Foreign investors would have to be allowed in if the crude oil contract trading is to be active and globally influential on the international market. And as investors have to trade through exchange members, brokerages firms have to be able to work as representatives of foreign investors, the source said.

“Our understanding is that agent services should be two-way, helping to let in foreign investors as well as letting out domestic investors,” he said.

Three local brokerages, including China International Futures, COFCO Futures and Yongan Futures, were selected for a trial program for oversea futures trade agency services in 2011.

At the end of 2012, then-CSRC chairman Guo Shuqing summoned about 20 local futures brokerages for a meeting, during which he disclosed his intention to start the overseas futures trading agent services in the following year, according to sources.

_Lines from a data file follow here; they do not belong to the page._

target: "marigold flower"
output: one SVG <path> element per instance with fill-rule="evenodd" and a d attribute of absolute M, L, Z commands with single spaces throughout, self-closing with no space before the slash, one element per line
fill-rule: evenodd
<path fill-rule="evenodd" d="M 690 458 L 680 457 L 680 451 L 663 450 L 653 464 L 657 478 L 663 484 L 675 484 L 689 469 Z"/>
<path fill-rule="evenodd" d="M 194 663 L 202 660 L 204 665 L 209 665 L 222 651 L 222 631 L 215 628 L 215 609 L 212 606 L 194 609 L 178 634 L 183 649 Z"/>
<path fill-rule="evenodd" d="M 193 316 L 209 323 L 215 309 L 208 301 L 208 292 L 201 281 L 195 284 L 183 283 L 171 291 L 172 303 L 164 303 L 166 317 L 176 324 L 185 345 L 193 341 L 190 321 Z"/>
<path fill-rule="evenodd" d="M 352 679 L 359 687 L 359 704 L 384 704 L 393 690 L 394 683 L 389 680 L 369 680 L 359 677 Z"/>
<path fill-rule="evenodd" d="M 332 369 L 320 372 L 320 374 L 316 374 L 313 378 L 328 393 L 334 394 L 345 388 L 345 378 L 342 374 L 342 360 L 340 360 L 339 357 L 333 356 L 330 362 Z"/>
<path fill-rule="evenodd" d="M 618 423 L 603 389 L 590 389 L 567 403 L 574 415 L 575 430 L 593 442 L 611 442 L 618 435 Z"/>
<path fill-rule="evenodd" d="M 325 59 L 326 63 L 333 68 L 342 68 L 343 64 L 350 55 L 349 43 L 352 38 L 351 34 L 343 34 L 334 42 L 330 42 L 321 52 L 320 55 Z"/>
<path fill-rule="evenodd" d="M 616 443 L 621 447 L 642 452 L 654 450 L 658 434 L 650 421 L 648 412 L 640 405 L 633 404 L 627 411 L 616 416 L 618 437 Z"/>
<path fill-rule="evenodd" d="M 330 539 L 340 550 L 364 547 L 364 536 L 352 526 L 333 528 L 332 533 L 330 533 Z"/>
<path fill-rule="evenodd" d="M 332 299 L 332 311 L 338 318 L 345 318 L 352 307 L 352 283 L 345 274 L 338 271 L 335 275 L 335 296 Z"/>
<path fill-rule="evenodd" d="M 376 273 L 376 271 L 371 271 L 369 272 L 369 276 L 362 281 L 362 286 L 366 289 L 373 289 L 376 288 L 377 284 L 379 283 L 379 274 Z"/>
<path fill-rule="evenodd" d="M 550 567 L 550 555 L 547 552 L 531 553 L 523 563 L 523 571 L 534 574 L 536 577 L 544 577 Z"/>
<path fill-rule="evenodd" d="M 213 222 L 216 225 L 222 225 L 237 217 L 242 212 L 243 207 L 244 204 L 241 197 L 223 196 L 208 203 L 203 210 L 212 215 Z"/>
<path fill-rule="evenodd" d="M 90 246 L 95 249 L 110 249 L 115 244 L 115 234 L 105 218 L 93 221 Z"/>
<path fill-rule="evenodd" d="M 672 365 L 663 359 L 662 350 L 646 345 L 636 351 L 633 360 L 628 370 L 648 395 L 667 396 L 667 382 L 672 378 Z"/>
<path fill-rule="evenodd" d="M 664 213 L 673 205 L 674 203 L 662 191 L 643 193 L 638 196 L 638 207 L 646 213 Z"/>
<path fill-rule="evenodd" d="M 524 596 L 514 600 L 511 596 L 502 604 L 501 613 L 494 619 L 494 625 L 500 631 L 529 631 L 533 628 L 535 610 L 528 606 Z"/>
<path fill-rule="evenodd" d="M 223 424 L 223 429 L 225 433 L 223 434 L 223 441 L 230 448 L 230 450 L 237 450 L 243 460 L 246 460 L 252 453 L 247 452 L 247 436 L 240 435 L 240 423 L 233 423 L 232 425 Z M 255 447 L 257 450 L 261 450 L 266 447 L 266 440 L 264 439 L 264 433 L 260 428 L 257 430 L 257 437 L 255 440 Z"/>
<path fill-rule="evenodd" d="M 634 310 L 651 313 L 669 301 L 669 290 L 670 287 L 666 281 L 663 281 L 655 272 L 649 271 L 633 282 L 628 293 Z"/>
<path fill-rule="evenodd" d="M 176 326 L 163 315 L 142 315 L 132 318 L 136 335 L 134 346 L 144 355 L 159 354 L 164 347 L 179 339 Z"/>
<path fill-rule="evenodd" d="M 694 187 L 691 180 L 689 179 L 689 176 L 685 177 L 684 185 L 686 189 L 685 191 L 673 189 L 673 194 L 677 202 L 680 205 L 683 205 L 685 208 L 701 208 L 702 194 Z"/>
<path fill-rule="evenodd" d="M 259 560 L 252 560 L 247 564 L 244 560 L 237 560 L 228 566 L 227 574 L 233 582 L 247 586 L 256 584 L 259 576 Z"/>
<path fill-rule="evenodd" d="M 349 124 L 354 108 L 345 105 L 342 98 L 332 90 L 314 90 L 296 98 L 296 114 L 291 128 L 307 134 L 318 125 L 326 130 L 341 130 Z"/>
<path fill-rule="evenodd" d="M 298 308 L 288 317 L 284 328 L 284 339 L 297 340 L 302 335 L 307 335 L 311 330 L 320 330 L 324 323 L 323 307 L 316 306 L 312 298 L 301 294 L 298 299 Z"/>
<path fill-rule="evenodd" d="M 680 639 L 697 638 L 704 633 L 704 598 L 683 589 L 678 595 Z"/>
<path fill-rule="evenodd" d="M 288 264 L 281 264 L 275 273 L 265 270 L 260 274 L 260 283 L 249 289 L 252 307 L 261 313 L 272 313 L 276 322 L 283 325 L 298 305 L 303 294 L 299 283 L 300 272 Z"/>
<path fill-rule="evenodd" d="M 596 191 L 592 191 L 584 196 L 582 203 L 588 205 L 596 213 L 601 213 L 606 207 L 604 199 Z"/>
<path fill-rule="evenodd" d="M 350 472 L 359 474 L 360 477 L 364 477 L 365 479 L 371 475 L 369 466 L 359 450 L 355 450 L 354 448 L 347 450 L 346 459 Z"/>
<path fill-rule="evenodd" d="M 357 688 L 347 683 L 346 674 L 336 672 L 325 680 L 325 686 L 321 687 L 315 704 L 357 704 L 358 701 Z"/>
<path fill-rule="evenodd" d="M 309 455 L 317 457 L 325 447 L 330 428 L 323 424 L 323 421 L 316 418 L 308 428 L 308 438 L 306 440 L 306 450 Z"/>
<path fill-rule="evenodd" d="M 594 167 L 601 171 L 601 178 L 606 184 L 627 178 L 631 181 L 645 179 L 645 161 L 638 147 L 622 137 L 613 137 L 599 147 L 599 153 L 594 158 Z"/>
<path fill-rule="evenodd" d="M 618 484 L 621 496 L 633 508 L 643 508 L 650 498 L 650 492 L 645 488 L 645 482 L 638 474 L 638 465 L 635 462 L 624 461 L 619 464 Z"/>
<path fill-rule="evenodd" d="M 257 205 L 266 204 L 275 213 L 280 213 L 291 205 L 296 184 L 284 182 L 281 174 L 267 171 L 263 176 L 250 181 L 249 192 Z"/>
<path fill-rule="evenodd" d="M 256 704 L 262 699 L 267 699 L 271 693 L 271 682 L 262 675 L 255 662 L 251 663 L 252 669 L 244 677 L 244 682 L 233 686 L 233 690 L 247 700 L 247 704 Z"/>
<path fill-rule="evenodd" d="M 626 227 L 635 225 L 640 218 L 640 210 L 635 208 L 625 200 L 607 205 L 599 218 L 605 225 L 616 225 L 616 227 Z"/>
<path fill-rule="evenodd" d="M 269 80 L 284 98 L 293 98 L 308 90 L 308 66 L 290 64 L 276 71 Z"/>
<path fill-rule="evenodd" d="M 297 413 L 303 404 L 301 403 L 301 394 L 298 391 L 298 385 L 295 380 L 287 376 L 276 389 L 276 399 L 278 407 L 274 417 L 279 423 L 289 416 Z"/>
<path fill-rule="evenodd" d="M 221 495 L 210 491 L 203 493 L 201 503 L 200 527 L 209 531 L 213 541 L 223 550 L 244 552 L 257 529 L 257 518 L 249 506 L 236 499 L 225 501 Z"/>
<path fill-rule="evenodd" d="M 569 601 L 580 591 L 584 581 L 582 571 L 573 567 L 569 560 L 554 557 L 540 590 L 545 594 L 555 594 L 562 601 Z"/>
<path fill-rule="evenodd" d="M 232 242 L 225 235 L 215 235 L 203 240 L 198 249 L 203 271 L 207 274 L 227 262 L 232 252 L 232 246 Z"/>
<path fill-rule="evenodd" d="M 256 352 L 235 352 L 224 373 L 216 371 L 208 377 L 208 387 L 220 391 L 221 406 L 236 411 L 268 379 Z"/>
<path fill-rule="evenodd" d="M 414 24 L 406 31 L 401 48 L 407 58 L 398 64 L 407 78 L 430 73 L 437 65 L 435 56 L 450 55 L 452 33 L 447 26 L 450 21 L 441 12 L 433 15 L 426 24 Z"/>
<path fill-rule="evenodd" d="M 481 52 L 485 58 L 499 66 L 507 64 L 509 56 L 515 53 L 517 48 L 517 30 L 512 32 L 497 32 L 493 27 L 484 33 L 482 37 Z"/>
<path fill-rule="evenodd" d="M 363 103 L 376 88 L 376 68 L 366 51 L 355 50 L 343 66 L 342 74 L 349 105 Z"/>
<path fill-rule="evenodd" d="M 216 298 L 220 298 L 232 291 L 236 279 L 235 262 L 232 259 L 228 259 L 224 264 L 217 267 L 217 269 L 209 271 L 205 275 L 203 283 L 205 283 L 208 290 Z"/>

“At that time, the CSRC was also planning a [minimum] threshold of, say, a capital fund of at least 500 million yuan for brokerages. But some argued that this was not necessary, and that they should be allowed as long as their investors have the need to trade overseas,” a third source said.

The progress of the policy was delayed after Guo was replaced by Xiao Gang in 2013, however,

some local brokerages have still been making preparations for the new business.

Yongan Futures and Guotai Junan Futures, for example, have joined hands with US-headquartered CME Group for investor education opportunities in China.

China’s state council banned overseas futures trading agency services in March 1994, in a move to clamp down on rampant speculation in local futures markets, as well as the surge in cross-border trading that resulted in a large number of losses and legal disputes.

Currently, only 31 state-owned enterprises are allowed to trade in overseas futures markets, and six futures brokerages have branches in Hong Kong.